Alicia smiled and shook her head. ‘Where do I start! How long are you in England for?’

‘Four years,’ Ranjith said. ‘Plenty of time to meet up. I’m staying with Robert Grant in Canfield for a while, just until I find my own place. D’you remember Robert Grant?’

‘Ah,’ said the café staff to each other, ‘the little sparrow has found love!’ They meant no harm; it was just the way it looked from where they stood serving teas.

‘Who?’ asked Alicia gratefully, for he was pressing on her wound and the floodgates trembled. They could spring open of their own accord at any moment she knew. ‘I don’t know the name.’

‘Yes,’ said Ranjith, still holding her hand, giving the café staff hope. ‘Yes, you played at the party for his father at the Governor’s house. Remember? The night of the riots that Christopher was involved in?’

‘Oh! Yes,’ she said too quickly. Now she remembered. ‘Robert Grant, was that his name? Didn’t he use to be Thornton’s friend?’

‘Everyone was Thornton’s friend,’ Ranjith said, smiling broadly.

‘Well, you should see Thornton now,’ Alicia warned. ‘I don’t think he has any friends. He married,’ she hesitated, not knowing how to describe Savitha. ‘He has a beautiful wayward daughter,’ she said instead.

‘Remember Hildegard?’ Ranjith said.

‘Oh Hildegard! Mummy saw her off pretty quickly!’ and Alicia laughed softly, thinking, yes, there were other, good things she could talk about after all.
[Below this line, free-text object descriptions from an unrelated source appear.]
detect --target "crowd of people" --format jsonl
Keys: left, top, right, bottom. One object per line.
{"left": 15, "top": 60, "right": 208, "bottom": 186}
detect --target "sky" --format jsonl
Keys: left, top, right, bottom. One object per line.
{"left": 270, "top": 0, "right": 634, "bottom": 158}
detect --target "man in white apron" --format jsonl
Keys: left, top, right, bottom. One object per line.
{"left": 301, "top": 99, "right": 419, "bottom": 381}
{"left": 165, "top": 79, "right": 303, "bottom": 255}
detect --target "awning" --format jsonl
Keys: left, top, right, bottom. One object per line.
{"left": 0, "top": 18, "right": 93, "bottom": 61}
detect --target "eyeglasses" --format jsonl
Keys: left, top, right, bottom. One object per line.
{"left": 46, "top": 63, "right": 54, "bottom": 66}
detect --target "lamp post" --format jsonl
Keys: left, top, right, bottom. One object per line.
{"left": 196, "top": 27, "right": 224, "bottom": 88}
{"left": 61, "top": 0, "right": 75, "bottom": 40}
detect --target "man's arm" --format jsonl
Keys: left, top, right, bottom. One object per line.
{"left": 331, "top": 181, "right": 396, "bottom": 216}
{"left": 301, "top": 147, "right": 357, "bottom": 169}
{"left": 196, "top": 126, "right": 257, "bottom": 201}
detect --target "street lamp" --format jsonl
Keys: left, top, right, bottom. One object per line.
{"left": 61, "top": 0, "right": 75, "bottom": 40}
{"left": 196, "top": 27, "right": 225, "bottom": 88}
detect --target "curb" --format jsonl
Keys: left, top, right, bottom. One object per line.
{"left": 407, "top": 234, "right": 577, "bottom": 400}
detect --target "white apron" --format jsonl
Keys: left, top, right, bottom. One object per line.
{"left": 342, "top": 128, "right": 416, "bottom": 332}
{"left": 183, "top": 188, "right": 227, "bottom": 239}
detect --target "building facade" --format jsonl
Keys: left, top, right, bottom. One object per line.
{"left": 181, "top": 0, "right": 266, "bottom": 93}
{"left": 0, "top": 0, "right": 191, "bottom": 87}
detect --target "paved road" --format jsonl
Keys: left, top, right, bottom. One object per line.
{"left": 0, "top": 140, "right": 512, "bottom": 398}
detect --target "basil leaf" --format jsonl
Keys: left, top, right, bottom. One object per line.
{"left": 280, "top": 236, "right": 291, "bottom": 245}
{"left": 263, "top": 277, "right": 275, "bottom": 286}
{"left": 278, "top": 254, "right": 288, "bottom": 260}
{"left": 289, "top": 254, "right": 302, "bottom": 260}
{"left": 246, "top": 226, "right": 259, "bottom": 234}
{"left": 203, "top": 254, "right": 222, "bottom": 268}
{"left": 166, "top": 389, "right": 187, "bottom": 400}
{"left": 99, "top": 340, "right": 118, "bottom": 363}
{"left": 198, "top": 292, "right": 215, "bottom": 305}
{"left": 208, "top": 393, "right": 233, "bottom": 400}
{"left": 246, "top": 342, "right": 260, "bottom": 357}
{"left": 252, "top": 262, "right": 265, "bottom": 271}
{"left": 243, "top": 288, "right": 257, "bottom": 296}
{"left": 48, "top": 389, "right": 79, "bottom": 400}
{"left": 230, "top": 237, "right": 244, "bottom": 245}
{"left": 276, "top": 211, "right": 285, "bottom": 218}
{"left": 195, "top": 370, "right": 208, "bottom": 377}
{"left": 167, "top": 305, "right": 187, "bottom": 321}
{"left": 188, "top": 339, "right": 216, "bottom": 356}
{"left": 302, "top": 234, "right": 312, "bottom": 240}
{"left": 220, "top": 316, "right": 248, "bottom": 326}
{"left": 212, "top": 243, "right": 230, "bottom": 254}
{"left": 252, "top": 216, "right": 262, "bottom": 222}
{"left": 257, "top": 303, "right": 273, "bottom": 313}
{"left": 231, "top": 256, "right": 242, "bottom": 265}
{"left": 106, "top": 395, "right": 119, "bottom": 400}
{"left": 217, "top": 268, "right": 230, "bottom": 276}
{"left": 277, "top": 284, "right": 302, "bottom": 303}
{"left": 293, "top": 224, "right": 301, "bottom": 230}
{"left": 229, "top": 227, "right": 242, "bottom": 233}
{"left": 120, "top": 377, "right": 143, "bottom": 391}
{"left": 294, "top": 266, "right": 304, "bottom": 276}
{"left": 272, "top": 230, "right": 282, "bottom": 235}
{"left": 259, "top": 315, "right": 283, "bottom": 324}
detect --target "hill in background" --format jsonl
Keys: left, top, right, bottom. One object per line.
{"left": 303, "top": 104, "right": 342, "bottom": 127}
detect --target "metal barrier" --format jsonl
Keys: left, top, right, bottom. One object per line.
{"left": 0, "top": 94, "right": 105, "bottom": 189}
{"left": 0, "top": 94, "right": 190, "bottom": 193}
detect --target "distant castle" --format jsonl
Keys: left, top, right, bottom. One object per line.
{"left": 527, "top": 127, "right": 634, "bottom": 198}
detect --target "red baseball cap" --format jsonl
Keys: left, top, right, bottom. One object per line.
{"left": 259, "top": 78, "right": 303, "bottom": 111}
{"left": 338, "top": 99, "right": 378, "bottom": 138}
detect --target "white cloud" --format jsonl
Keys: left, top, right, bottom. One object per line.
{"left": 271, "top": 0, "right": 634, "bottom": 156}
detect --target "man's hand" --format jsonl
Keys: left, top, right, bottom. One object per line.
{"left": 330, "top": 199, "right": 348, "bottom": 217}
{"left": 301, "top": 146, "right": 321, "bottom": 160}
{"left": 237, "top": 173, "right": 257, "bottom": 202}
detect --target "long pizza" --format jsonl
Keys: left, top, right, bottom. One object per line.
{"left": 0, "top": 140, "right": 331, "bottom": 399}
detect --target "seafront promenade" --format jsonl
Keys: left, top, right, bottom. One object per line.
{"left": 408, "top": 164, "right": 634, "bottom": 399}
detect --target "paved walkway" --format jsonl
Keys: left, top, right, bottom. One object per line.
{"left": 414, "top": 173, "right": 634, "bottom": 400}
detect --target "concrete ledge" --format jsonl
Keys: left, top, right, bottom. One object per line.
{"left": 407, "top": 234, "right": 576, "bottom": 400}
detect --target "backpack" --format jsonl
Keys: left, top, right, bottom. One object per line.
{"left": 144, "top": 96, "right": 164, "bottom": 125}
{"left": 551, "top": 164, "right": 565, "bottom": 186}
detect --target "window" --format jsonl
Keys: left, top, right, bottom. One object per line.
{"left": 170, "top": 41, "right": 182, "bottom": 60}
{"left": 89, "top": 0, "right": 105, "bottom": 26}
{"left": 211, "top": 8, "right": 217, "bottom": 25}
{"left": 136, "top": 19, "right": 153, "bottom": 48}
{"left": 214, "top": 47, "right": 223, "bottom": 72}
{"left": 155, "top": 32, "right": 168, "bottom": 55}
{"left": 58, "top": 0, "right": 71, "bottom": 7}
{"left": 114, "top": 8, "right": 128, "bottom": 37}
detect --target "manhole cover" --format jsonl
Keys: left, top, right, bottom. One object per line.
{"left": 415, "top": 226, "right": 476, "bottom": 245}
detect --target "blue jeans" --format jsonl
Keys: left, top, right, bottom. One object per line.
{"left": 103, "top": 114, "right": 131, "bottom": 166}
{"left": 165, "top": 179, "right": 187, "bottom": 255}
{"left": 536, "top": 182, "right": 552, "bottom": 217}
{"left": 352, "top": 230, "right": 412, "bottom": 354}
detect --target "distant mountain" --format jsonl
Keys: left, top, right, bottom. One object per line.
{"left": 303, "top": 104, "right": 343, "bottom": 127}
‘Thornton is very different, now,’ she said. ‘His daughter’s
changed him. He’s very serious. Bringing up Anna-Meeka is a serious business!’

Ranjith looked at her with amazement.

‘It’s true,’ Alicia said.

‘Oh, I want to meet all of them again,’ Ranjith said delightedly. ‘And the wives, tell me about the
Irish
one. She’s had twins, hasn’t she?’

He looked at Alicia, searching her face for the clear-sighted girl he had once known. Wondering, fleetingly, what had happened to the music.

They talked and talked. About Grace and Aloysius and Frieda. And the light coming in from the high windows, curved and elegant, faded to a thin rosy glimmer until the bell heralding closing time rang, and rang again. The staff in the tea room clattered away the cups, and saucers and plates, until, at the third and final ring of the bell the huge fluorescent lights flickered off. They left through the side entrance. Maybe the sparrow will be happy now, the staff said again, taking off their aprons, hoping it was so. And the Sphinx slept, and the obelisk slept, and all the ancient gods from the Middle Kingdom slept, while the tiny magic eye of the security system kept watch over all of history and its memories trapped like so much dust in the fine midsummer air.